Punjab National Bank (PNB) reported a strong financial performance for the April-June quarter of FY27, with standalone net profit rising more than three times to ₹5,253 crore.

The state-owned lender had recorded a net profit of ₹1,675 crore during the corresponding quarter last year. According to a regulatory filing, PNB’s total income remained largely unchanged at ₹37,231 crore during the quarter under review.

The bank’s interest income showed marginal improvement, increasing to ₹32,897 crore from ₹31,964 crore in the same period a year earlier. Operating profit also witnessed growth, rising to ₹7,519 crore compared with ₹7,081 crore in the June quarter of the previous financial year.

PNB reported a significant improvement in asset quality during the quarter. Gross non-performing assets (NPAs) declined to 2.78% of gross advances as of June 30, 2026, compared with 3.78% in the year-ago period.

In absolute terms, gross NPAs fell by ₹7,292 crore to ₹35,381 crore from ₹42,673 crore recorded in June 2025. The bank’s net NPAs also improved, declining to ₹3,433 crore from ₹4,132 crore during the same period.

The net NPA ratio, which reflects the proportion of bad loans after provisions, eased to 0.26% from 0.38% a year earlier, indicating better control over stressed assets.

However, provisions for bad loans increased during the quarter.
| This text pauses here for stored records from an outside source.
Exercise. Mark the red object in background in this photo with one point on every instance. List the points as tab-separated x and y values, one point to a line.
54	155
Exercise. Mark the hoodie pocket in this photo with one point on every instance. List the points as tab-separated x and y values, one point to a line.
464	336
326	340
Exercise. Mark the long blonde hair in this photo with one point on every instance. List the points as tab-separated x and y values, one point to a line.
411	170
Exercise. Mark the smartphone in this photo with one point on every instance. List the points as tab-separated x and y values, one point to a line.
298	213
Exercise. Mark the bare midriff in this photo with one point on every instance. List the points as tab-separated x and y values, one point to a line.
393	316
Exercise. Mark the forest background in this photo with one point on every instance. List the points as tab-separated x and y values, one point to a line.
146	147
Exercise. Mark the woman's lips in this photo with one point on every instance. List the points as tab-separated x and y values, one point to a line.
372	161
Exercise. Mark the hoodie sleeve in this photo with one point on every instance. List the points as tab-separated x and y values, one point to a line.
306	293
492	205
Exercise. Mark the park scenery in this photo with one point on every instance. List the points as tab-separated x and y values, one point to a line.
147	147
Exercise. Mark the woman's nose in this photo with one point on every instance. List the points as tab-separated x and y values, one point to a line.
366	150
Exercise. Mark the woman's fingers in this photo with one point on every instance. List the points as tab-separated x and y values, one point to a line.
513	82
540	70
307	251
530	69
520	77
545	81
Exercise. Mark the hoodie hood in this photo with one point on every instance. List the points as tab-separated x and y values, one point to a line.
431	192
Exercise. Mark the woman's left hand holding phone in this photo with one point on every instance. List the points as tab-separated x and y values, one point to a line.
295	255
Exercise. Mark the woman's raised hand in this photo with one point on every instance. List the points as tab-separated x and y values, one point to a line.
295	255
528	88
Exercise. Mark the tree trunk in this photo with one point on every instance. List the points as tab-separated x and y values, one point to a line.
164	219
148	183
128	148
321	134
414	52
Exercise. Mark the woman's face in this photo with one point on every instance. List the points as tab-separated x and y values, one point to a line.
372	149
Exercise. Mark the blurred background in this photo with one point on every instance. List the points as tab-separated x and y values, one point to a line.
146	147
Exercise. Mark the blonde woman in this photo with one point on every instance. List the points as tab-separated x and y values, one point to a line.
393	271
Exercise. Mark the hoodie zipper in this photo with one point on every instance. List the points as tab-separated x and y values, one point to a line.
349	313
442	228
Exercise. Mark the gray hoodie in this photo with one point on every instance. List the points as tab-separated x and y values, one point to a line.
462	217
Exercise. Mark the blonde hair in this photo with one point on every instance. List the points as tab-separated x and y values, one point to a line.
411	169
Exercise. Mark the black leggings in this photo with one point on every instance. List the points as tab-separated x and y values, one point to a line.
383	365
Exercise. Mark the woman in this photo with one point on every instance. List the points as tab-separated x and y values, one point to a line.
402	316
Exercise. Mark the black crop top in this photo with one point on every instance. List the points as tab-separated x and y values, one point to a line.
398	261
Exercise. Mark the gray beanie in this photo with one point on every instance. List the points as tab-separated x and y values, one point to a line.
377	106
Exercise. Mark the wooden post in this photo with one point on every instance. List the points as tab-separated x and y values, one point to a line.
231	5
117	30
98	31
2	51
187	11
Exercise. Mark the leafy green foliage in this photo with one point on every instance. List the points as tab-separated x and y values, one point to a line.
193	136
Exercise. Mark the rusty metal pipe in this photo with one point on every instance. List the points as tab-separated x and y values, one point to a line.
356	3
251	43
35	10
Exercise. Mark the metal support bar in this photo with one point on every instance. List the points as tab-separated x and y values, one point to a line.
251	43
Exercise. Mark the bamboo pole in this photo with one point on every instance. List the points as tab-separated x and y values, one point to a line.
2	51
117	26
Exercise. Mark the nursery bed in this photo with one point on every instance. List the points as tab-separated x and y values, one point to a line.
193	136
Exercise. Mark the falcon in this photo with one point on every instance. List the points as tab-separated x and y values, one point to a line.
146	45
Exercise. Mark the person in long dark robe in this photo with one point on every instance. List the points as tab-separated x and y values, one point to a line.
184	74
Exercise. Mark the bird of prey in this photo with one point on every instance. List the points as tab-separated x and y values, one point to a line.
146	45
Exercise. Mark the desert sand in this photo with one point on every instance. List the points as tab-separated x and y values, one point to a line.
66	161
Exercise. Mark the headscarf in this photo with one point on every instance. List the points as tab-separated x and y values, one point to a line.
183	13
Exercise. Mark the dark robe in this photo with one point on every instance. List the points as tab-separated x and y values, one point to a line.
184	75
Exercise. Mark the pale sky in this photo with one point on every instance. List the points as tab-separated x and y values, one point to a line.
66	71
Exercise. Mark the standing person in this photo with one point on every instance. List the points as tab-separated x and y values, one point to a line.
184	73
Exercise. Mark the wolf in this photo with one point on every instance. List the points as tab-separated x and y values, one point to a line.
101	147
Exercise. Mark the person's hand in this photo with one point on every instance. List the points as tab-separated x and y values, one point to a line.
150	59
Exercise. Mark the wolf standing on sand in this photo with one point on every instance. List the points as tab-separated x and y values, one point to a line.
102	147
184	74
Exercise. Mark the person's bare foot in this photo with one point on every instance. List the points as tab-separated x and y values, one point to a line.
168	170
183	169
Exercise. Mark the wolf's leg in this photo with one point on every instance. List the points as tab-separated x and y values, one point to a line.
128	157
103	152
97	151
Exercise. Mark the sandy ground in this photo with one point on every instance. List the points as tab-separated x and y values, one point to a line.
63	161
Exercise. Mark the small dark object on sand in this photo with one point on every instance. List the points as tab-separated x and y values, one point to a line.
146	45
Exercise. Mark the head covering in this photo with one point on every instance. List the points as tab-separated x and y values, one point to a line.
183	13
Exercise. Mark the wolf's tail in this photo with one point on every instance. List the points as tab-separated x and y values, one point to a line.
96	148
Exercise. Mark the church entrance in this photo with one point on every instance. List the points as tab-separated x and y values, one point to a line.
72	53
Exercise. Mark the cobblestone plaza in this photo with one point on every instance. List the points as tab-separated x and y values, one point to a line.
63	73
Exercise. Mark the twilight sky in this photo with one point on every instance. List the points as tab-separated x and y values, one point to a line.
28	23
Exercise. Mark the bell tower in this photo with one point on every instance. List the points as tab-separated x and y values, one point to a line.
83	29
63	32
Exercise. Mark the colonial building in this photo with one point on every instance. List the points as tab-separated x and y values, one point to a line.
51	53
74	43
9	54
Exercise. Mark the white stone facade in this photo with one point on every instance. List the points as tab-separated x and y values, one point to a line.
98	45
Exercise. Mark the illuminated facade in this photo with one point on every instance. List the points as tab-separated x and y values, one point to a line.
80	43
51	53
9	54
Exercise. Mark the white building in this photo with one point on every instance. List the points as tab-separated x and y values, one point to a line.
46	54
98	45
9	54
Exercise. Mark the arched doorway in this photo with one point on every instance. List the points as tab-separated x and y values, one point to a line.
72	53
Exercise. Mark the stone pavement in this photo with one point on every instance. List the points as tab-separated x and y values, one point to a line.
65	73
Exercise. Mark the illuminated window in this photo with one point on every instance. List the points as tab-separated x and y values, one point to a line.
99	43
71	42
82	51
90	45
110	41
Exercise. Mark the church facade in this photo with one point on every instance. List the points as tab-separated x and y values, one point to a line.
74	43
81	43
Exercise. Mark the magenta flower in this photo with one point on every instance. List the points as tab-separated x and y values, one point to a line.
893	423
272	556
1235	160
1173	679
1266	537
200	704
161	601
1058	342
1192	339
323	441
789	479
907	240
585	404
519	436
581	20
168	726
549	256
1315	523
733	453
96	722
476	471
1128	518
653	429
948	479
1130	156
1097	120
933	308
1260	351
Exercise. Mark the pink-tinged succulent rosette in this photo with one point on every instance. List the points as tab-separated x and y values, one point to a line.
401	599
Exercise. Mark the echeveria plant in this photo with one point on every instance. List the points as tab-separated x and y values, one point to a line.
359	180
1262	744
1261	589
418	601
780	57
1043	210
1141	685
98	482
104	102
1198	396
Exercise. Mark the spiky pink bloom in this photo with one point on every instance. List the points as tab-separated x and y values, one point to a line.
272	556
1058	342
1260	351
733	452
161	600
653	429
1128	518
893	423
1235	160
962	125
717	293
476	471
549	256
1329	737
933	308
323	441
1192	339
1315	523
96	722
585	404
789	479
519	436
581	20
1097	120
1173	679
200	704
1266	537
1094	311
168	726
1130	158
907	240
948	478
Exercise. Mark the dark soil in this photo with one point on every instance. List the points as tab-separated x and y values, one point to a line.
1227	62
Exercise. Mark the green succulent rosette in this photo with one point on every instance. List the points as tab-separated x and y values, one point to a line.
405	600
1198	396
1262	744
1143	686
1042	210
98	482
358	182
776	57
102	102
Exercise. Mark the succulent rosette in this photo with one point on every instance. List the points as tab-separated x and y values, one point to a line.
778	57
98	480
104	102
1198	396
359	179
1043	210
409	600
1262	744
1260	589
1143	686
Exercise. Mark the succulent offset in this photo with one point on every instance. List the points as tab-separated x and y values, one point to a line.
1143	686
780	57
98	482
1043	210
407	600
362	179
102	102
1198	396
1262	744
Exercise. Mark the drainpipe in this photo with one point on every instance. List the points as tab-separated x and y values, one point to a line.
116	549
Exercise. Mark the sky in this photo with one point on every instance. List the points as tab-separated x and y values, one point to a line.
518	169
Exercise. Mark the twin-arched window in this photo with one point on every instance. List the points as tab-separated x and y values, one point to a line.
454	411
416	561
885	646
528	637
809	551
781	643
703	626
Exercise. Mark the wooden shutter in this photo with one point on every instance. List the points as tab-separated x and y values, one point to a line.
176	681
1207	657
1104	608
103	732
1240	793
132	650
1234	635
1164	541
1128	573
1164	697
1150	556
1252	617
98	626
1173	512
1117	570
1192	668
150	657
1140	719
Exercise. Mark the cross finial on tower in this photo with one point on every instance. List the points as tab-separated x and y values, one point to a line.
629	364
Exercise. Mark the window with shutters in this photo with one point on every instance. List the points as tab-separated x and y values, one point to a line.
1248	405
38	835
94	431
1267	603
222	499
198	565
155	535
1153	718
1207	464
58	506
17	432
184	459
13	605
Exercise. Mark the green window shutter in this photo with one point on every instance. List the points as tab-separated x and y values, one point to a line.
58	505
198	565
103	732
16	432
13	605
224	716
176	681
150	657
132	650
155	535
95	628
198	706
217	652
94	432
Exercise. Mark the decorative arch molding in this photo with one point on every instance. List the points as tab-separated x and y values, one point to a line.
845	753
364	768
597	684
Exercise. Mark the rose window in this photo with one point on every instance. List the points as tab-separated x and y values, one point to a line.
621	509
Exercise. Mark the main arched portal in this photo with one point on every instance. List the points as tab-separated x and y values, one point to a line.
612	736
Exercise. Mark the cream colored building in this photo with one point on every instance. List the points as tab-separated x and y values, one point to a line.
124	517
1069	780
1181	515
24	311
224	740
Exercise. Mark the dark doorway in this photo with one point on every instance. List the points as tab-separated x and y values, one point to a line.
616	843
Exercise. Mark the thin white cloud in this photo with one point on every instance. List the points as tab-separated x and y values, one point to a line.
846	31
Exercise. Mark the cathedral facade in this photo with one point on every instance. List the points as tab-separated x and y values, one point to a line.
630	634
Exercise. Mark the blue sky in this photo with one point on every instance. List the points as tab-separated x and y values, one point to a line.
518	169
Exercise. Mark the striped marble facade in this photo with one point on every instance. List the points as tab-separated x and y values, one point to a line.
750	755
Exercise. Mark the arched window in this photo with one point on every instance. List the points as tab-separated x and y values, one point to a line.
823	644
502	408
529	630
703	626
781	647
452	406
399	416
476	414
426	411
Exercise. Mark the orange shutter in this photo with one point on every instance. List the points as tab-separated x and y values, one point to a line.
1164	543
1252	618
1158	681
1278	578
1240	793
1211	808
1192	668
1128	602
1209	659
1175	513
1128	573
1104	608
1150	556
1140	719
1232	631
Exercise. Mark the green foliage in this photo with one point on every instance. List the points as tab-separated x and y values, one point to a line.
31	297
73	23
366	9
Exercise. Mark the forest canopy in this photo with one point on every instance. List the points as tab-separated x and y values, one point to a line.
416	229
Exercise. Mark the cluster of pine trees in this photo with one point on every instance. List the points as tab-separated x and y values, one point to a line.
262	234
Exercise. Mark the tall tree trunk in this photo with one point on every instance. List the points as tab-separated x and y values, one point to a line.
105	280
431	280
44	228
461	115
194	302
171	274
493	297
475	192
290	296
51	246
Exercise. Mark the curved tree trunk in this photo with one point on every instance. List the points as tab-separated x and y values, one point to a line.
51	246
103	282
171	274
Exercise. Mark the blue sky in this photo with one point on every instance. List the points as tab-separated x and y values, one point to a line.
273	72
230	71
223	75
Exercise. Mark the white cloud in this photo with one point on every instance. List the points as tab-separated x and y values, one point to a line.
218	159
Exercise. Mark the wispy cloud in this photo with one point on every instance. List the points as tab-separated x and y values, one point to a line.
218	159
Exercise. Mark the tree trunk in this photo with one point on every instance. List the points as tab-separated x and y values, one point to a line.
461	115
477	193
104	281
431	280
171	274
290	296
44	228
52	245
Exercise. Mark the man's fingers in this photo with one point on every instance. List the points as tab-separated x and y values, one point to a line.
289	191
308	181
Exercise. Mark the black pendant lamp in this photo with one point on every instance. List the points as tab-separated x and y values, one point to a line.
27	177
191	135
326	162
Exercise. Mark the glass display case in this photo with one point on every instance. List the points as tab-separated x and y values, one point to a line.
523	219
PNB set aside ₹792 crore towards bad loan provisions in the first quarter, compared with ₹396 crore in the corresponding period last year.

The bank also strengthened its capital position during the quarter. Its capital adequacy ratio improved to 18.13% from 17.5% at the end of the first quarter of the previous financial year.

The improvement in profitability, decline in bad loans and stronger capital position highlight PNB’s continued efforts to improve operational efficiency and strengthen its balance sheet.

The results come amid a broader improvement in the performance of public sector banks, with lenders focusing on reducing stressed assets, improving credit growth and maintaining stronger financial buffers.